The State Department told The Associated Press that the meeting is routine, part of almost three decades of the two countries, separated by only about 100 miles of water, engaging in talks over migration policy as neighbors.
U.S. officials stopped Cubans more than 220,000 times in the past fiscal year, which ended on Sept. 30, marking a 471 percent increase from the prior fiscal year, according to data from U.S. Customs and Border Protection.
The migration is largely being fueled by economic and political hardships in Cuba, which have been worsened by an energy crisis and damage from Hurricane Ian in September.
State Department officials traveled to Cuba last Wednesday to discuss expanding consular and visa services with Cuba, according to the AP. These services have been closed since 2017.
Former President Obama tried to improve relations with Cuba during his presidency, becoming the first U.S. president to visit the island in almost 90 years in 2016 and loosening travel restrictions.

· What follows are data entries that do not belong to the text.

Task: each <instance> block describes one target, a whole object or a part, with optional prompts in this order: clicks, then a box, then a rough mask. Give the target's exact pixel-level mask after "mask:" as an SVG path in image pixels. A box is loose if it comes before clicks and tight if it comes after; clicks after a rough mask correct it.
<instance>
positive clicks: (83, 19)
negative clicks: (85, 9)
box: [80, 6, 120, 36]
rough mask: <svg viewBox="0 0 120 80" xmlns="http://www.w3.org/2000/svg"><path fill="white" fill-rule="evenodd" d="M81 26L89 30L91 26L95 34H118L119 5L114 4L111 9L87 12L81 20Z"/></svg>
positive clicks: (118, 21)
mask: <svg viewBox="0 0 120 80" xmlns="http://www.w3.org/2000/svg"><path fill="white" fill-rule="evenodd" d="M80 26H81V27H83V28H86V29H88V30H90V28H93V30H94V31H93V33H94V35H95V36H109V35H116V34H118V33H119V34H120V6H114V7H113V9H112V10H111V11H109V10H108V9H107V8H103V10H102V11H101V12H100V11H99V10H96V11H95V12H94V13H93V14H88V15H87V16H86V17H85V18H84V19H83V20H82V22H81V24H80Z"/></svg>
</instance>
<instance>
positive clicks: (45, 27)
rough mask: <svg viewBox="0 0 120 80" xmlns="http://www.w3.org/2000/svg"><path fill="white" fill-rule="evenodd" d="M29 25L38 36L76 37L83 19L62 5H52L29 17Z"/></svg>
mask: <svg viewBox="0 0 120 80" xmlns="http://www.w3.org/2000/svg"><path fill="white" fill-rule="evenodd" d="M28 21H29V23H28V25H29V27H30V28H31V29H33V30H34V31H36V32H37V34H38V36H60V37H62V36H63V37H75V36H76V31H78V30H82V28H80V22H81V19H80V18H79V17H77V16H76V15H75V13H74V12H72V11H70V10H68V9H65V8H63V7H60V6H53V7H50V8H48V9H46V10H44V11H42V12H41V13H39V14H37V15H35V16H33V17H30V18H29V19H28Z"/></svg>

Former President Trump later increased sanctions against Cuba and oversaw a return to frostier relations.
And the Biden administration announced in September that visa processing would resume in January.
A U.S. official speaking on condition of anonymity told the AP that Cuba agreed to receive one flight of deported Cuban migrants from the U.S., which would be the first since the start of the COVID-19 pandemic.
Biden administration officials hope they will achieve more from the discussions, the official said.